Even with last week’s rains increasing Lake Cachuma elevations by more than five feet, the available supply for South Coast water agencies has remained the same. Under the complex legal arithmetic by which Cachuma is divvied up, all the additional water accrues to agencies downstream; that will remain the case until there’s enough runoff in the Santa Ynez River to generate a live stream.

Paul Wellman

In the meantime, the City of Santa Barbara and the Montecito Water District appear close to a historic agreement over new desalinated water, by which the city sells 1,430 acre-feet a year to Montecito. Negotiations have gone on for three years. Under the terms and conditions of a tentative 50-year deal, Montecito would pay $2,700 an acre-foot to Santa Barbara with a maximum sale of 1,430 acre-feet a year. Santa Barbara will expand the capacity of its desalination plant by at least 1,430 acre-feet ​— ​a 50 percent bump ​— ​at an estimated cost of $24 million. The proposed deal calls for the construction of a new pipeline connecting the desal plant to the Cater Treatment facility located in San Roque above Highway 192. This will cost roughly $12 million to build, 65 percent of which would be borne by the Montecito district.

Courtesy Photo

Although negotiations started with desalinated water, the final terms stress there’s “no division of molecules” when it comes to the city’s water supply. As Councilmember Kristen Sneddon put it, “Montecito has no say over where the water comes from, and we have no say over what they do with it.” Should Santa Barbara find itself in extreme drought circumstances, City Hall does not have to provide the full 1,430 acre-feet. The tentative contract stipulates under what circumstances less-than-full-delivery can proceed.

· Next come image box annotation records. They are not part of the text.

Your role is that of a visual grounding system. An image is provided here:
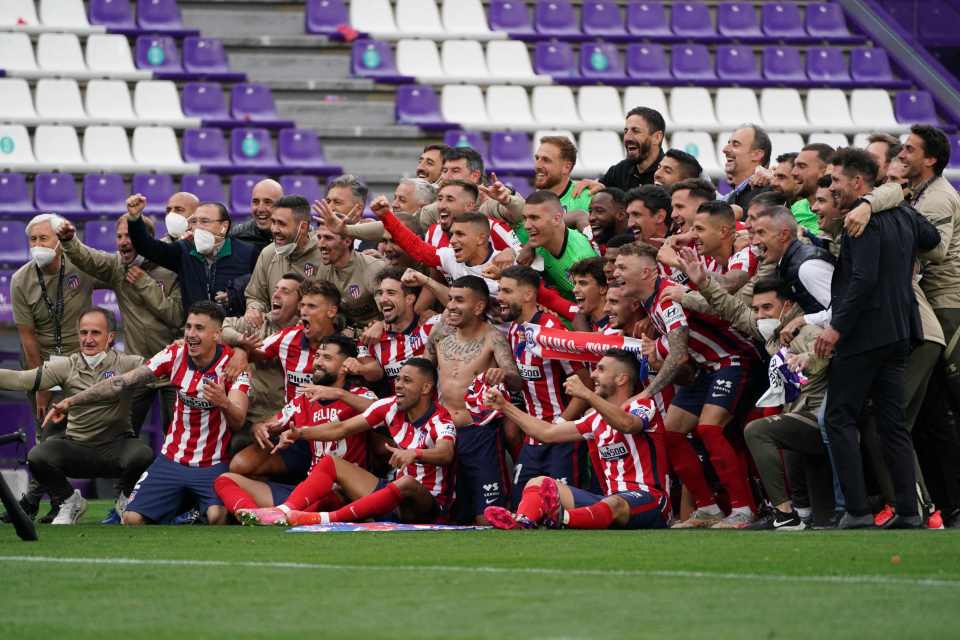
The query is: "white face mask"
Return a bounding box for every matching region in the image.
[30,247,57,269]
[163,213,187,238]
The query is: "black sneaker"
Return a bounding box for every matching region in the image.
[746,509,807,531]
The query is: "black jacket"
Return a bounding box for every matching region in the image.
[830,205,940,356]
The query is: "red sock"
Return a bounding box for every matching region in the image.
[283,456,337,511]
[517,482,543,522]
[664,431,716,507]
[697,424,751,509]
[213,476,257,513]
[567,500,613,529]
[330,482,400,522]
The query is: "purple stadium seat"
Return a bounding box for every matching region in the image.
[487,0,536,38]
[533,0,583,38]
[760,2,807,38]
[670,2,717,38]
[0,173,36,215]
[182,128,230,166]
[230,174,266,216]
[303,0,350,36]
[280,176,323,204]
[627,0,673,38]
[580,0,627,38]
[83,220,117,253]
[130,173,175,215]
[807,47,850,84]
[33,173,83,213]
[580,42,624,82]
[0,220,30,267]
[87,0,134,29]
[180,173,226,204]
[83,173,127,215]
[893,91,940,124]
[230,127,277,167]
[627,42,673,82]
[716,45,761,82]
[180,82,231,121]
[490,131,533,175]
[533,40,579,79]
[717,2,763,38]
[135,35,183,73]
[670,44,717,81]
[763,47,807,83]
[394,84,454,129]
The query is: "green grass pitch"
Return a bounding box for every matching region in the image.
[0,501,960,640]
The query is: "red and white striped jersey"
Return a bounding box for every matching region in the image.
[643,278,758,370]
[507,311,574,444]
[275,387,377,469]
[573,398,667,497]
[260,324,317,402]
[423,218,520,253]
[357,314,441,393]
[363,396,457,502]
[146,343,250,467]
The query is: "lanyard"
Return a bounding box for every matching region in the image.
[34,258,64,355]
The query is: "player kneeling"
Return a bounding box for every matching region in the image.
[237,358,457,525]
[484,349,669,529]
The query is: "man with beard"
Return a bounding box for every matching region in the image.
[426,276,523,524]
[231,178,283,253]
[213,336,377,514]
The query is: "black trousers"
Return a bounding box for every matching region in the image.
[826,340,917,516]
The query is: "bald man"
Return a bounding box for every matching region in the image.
[230,178,283,254]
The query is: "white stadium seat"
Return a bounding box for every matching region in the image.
[532,86,582,129]
[577,87,623,129]
[440,84,488,128]
[487,85,536,130]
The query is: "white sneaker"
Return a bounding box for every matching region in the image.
[50,489,87,524]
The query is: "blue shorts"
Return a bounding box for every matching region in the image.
[456,420,510,522]
[127,455,230,524]
[672,365,748,416]
[567,487,667,529]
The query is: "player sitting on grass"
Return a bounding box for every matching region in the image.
[484,349,669,529]
[237,357,457,525]
[213,335,377,513]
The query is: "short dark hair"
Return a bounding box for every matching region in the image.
[910,124,950,176]
[627,107,667,134]
[500,264,541,289]
[187,300,227,325]
[663,149,703,180]
[830,147,880,186]
[567,256,608,287]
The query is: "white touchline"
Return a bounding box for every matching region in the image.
[0,556,960,588]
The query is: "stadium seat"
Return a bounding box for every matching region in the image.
[83,173,127,214]
[580,0,627,38]
[531,86,581,129]
[577,87,623,131]
[716,87,763,128]
[627,43,673,82]
[440,84,489,128]
[229,174,266,215]
[717,2,763,39]
[533,0,582,38]
[670,87,718,131]
[33,125,86,166]
[580,42,625,82]
[716,45,761,84]
[760,89,809,131]
[484,85,536,130]
[33,173,83,213]
[670,44,717,82]
[130,173,175,215]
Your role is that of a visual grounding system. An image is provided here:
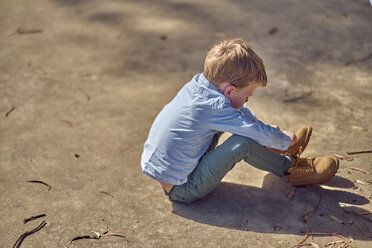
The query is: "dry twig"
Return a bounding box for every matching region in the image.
[347,150,372,155]
[13,221,47,248]
[23,214,46,224]
[348,167,369,174]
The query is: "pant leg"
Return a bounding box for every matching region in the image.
[169,135,291,203]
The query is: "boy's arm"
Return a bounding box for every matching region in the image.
[208,104,294,150]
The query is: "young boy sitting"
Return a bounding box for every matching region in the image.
[141,39,338,203]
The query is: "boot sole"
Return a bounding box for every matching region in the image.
[293,157,340,187]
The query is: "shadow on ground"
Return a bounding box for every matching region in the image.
[172,174,372,240]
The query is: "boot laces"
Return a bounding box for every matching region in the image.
[294,146,314,171]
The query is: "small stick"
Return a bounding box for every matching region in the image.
[5,107,15,118]
[348,167,369,174]
[345,53,372,65]
[333,153,354,159]
[347,150,372,155]
[17,28,43,34]
[13,221,47,248]
[23,214,46,224]
[27,180,52,191]
[100,191,115,199]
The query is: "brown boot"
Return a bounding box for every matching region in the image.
[286,156,339,186]
[271,126,313,156]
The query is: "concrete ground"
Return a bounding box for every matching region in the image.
[0,0,372,247]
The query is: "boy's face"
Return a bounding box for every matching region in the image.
[226,83,259,109]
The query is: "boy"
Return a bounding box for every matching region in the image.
[141,39,338,203]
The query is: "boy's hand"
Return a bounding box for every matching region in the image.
[282,131,297,146]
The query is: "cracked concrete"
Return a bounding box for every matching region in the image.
[0,0,372,248]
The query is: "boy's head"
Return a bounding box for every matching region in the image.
[204,39,267,89]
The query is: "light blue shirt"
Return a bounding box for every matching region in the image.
[141,74,291,185]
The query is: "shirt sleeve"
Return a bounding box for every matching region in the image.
[208,104,291,150]
[239,104,257,121]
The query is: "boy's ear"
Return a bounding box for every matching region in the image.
[223,84,236,98]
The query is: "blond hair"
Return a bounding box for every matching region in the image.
[204,39,267,88]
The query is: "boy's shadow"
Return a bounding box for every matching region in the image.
[172,174,372,240]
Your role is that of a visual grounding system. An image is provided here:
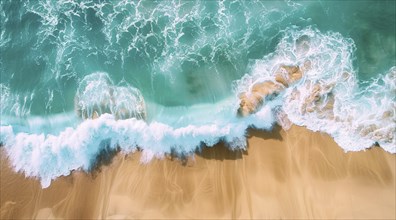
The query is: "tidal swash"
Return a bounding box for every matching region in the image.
[0,0,396,187]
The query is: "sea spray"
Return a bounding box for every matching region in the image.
[0,0,396,187]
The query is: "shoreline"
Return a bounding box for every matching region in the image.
[0,126,396,219]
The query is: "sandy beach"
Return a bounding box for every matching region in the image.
[0,126,396,219]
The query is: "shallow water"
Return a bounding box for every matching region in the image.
[0,0,396,186]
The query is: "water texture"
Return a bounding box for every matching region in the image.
[0,0,396,187]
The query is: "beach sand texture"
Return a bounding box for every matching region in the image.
[0,126,396,219]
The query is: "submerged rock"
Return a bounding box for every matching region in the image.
[75,73,146,120]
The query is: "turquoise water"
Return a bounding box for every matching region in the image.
[0,0,396,186]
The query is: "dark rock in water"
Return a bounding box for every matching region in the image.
[75,73,146,120]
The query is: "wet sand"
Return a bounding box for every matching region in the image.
[0,126,396,219]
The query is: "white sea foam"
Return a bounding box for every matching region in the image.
[0,28,396,187]
[0,103,274,187]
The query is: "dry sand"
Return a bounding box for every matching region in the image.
[0,126,396,219]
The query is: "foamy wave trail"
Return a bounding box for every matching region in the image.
[0,103,274,187]
[0,0,396,187]
[237,28,396,153]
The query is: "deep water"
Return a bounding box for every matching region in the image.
[0,0,396,186]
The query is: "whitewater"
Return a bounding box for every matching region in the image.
[0,1,396,187]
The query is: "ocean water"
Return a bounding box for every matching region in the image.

The deal, should it be ratified by both elected bodies, would increase Montecito’s water supply by about 35 percent. One hitch is that the energy required to power a desalination plant generates significant volumes of greenhouse-gas emissions. Councilmember Jason Dominguez ​— ​who sat on the city’s review panel overseeing negotiations ​— ​has been quick to object that the production of greenhouse-gas emissions caused the conditions that have given rise to the drought.